Noting that activism can range from speaking at a rally to making Spam musubi for a community event, she added, “I think women show up in so many different ways in holding families together, in caring for our communities and standing up and raising their voices for what’s right.”
Women in Leadership
Asmaa Ahmed said that women play a major role in CAIR. “We have several chapters where the executive directors are women … Our office in San Francisco, that executive director is also a woman … Her name’s Zahra Billoo. She’s a prominent civil rights activist. And at CAIR LA, our operations director is a woman. I’m in a management position. Also our immigrant rights center is managed by a woman … Throughout CAIR we really believe in women, especially women of color, in positions of power.”
Wilbur Sato from Terminal Island recalled that women in his community assumed leadership roles when the men were rounded up following Pearl Harbor.
Reflecting on the film, she said, “After 9/11, the Japanese American community was the first community to come forward and show support to the Muslim American community, and to CAIR in particular. So that’s why this community is really near and dear to our hearts … Since then, time and time again the Japanese American community has shown up for us. We did a ‘No Muslim Ban Ever’ rally last year in L.A. and we started it at the Japanese American Cultural and Community Center …
“I would just tell young woman today that it’s important to learn how you behave in this world as an impacted individual but also as an ally, and the most important thing about being an ally is that you support and you strengthen, but then you step back because at CAIR we believe in uplifting voices that are the most impacted.”
Women also play a prominent role in the ACLU, said Sameer Ahmed. “For many, many years, Ramona Ripston was probably one of the leading civil rights activists in Southern California.
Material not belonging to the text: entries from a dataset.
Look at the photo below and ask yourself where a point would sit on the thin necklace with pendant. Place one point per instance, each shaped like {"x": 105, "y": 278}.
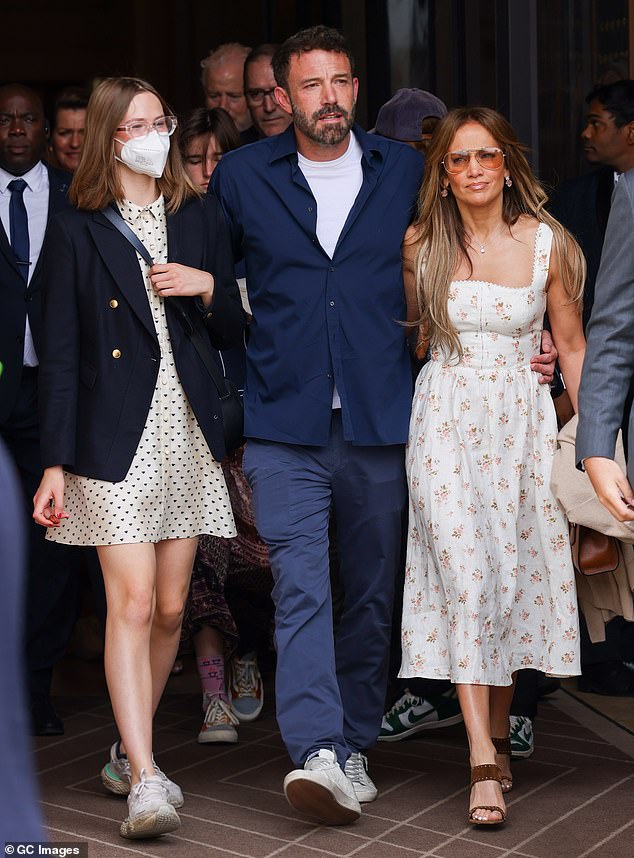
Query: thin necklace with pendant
{"x": 481, "y": 247}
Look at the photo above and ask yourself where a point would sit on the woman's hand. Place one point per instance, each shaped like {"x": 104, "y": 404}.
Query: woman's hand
{"x": 544, "y": 363}
{"x": 172, "y": 280}
{"x": 48, "y": 503}
{"x": 611, "y": 486}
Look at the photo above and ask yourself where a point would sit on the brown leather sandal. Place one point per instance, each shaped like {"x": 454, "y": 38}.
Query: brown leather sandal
{"x": 503, "y": 746}
{"x": 486, "y": 773}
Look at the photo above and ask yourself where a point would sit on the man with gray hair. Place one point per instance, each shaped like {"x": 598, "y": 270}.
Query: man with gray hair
{"x": 223, "y": 82}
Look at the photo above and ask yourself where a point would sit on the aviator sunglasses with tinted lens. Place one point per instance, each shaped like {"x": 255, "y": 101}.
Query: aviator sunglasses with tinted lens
{"x": 489, "y": 157}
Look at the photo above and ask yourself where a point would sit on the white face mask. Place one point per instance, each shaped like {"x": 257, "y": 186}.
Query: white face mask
{"x": 147, "y": 154}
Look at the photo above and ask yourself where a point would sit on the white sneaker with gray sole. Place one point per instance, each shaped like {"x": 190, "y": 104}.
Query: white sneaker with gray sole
{"x": 116, "y": 777}
{"x": 149, "y": 812}
{"x": 322, "y": 791}
{"x": 356, "y": 770}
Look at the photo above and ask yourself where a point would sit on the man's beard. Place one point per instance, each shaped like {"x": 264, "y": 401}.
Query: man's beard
{"x": 329, "y": 134}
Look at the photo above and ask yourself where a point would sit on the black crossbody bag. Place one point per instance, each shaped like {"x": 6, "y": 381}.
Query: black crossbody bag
{"x": 230, "y": 399}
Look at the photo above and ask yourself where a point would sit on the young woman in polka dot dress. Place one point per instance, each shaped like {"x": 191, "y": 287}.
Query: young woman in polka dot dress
{"x": 131, "y": 423}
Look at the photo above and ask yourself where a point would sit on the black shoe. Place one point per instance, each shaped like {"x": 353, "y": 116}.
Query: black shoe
{"x": 614, "y": 680}
{"x": 547, "y": 685}
{"x": 44, "y": 719}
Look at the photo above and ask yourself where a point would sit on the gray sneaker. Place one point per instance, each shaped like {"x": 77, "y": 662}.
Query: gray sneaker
{"x": 521, "y": 736}
{"x": 246, "y": 690}
{"x": 322, "y": 791}
{"x": 356, "y": 770}
{"x": 149, "y": 812}
{"x": 116, "y": 776}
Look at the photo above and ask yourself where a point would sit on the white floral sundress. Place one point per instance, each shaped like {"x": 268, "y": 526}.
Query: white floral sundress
{"x": 489, "y": 582}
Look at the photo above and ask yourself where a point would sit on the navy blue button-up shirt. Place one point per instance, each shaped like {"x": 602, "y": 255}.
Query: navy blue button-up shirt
{"x": 319, "y": 321}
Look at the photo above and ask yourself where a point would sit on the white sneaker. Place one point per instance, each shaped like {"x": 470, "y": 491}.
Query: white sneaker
{"x": 116, "y": 777}
{"x": 220, "y": 723}
{"x": 149, "y": 812}
{"x": 322, "y": 791}
{"x": 246, "y": 690}
{"x": 356, "y": 770}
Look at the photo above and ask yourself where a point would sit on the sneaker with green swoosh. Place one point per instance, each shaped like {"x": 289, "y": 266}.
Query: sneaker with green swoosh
{"x": 411, "y": 714}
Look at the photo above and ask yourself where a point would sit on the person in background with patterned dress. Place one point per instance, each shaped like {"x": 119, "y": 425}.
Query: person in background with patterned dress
{"x": 489, "y": 583}
{"x": 208, "y": 623}
{"x": 132, "y": 434}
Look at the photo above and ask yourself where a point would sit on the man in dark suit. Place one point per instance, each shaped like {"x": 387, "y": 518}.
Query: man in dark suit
{"x": 583, "y": 206}
{"x": 30, "y": 194}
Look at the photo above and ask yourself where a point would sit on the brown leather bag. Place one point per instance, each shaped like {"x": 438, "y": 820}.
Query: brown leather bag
{"x": 593, "y": 552}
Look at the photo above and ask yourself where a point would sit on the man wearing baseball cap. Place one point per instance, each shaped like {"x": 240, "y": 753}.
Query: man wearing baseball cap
{"x": 410, "y": 116}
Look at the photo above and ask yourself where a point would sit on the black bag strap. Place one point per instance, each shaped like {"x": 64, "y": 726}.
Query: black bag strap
{"x": 202, "y": 347}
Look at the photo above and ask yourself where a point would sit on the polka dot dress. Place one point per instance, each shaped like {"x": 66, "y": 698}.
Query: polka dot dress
{"x": 174, "y": 488}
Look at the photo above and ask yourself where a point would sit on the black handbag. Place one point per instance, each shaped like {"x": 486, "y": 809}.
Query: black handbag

Currently I think more than half of our project directors are women, including my boss, Jennie Pasquarella. She’s the head of our immigrant rights project and I would say one of the leading immigrant rights lawyers not only in L.A. but around the country …
“Donald Trump wants to do this extreme vetting program with Muslim immigrants and we filed a class-action lawsuit. Jennie not only uncovered that program … but now is the lead lawyer in this lawsuit across the entire country, representing immigrants affected by these programs.”
As for his take on the film, Ahmed said it is relevant in view of Trump’s policies that are making immigrants “feel that they don’t belong here,” such as the Muslim ban. “What these women experienced in these camps are much worse than things, thankfully, that are going on now. And we can learn a lot from their resilience, we can learn from how they stayed strong when they were in the camps, and how the next generation is standing up and speaking out to help make sure things like this don’t happen again.
“The Muslim community is a very small percentage of the United States. We can’t fight back against these policies unless we have allies in other communities. I think that’s really, really important.”
Boy Scout Troop 683 posted the colors. Other special guests included Hamilton Cloud, aide to Rep. Maxine Waters, Gardena Mayor Tasha Cerda, and Gardena City Councilmember Rodney Tanaka. Food was provided by Gardena Bowl and @Home Kitchen. The program was supported by a grant from Los Angeles County Board of Supervisors Chairman Mark Ridley-Thomas, and had 28 community supporters.